The professor took off his swimming apparatus, and passed it over his
shoulder like a hunting-horn, and then both stepped out for the edge of
the dunes which bordered the shore.
What more particularly interested Godfrey, whom the encounter with
Tartlet had imbued with some hope, was to see if they too were the only
survivors of the -Dream-.
A quarter of an hour after the explorers had left the edge of the reef
they had climbed a dune about sixty or eighty feet high, and stood on
its crest. Thence they looked on a large extent of coast, and examined
the horizon in the east, which till then had been hidden by the hills on
the shore.
Two or three miles away in that direction a second line of hills formed
the background, and beyond them nothing was seen of the horizon.
Towards the north the coast trended off to a point, but it could not be
seen if there was a corresponding cape behind. On the south a creek ran
some distance into the shore, and on this side it looked as though the
ocean closed the view. Whence this land in the Pacific was probably a
peninsula, and the isthmus which joined it to the continent would have
to be sought for towards the north or north-east.

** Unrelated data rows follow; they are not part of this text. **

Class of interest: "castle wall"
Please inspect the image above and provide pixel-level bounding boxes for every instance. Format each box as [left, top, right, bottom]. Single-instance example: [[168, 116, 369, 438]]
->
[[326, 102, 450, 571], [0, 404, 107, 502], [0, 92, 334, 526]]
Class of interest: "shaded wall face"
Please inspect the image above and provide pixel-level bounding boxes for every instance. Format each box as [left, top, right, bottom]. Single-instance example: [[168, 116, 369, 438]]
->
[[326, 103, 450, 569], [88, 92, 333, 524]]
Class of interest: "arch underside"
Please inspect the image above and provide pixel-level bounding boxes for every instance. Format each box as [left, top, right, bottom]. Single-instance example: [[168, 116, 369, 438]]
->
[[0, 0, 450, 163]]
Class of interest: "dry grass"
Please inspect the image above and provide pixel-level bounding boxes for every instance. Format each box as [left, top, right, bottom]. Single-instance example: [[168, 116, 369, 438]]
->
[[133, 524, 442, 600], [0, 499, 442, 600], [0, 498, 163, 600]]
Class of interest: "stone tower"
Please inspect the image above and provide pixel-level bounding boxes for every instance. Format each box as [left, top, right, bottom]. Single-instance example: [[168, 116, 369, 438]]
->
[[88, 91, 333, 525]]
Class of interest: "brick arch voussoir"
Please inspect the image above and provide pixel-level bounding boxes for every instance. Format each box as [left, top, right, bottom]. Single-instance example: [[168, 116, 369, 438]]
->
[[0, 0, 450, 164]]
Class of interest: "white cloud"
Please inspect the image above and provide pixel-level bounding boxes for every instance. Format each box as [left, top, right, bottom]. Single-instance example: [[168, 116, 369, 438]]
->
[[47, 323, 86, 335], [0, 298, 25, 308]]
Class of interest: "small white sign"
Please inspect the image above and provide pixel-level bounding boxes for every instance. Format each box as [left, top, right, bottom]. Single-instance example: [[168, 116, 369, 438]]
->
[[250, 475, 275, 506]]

The country, however, far from being barren, was hidden beneath an
agreeable mantle of verdure; long prairies, amid which meandered many
limpid streams, and high and thick forests, whose trees rose above one
another to the very background of hills. It was a charming landscape.
But of houses forming town, village, or hamlet, not one was in sight! Of
buildings grouped and arranged as a farm of any sort, not a sign! Of
smoke in the sky, betraying some dwelling hidden among the trees, not a
trace. Not a steeple above the branches, not a windmill on an isolated
hill. Not even in default of houses a cabin, a hut, an ajoupa, or a
wigwam? No! nothing. If human beings inhabited this unknown land, they
must live like troglodytes, below, and not above the ground. Not a road
was visible, not a footpath, not even a track. It seemed that the foot
of man had never trod either a rock of the beach or a blade of the grass
on the prairies.
"I don't see the town," remarked Tartlet, who, however, remained on
tiptoe.
"That is perhaps because it is not in this part of the province!"
answered Godfrey.
"But a village?"
"There's nothing here."
"Where are we then?"
"I know nothing about it."
"What! You don't know! But Godfrey, we had better make haste and find
out."
"Who is to tell us?"
"What will become of us then?" exclaimed Tartlet, rounding his arms and
lifting them to the sky.
"Become a couple of Crusoes!"
At this answer the professor gave a bound such as no clown had ever
equalled.
Crusoes! They! A Crusoe! He! Descendants of that Selkirk who had lived
for long years on the island of Juan Fernandez! Imitators of the
imaginary heroes of Daniel Defoe and De Wyss whose adventures they had
so often read! Abandoned, far from their relatives, their friends;
separated from their fellow-men by thousands of miles, destined to
defend their lives perhaps against wild beasts, perhaps against savages
who would land there, wretches without resources, suffering from hunger,
suffering from thirst, without weapons, without tools, almost without
clothes, left to themselves. No, it was impossible!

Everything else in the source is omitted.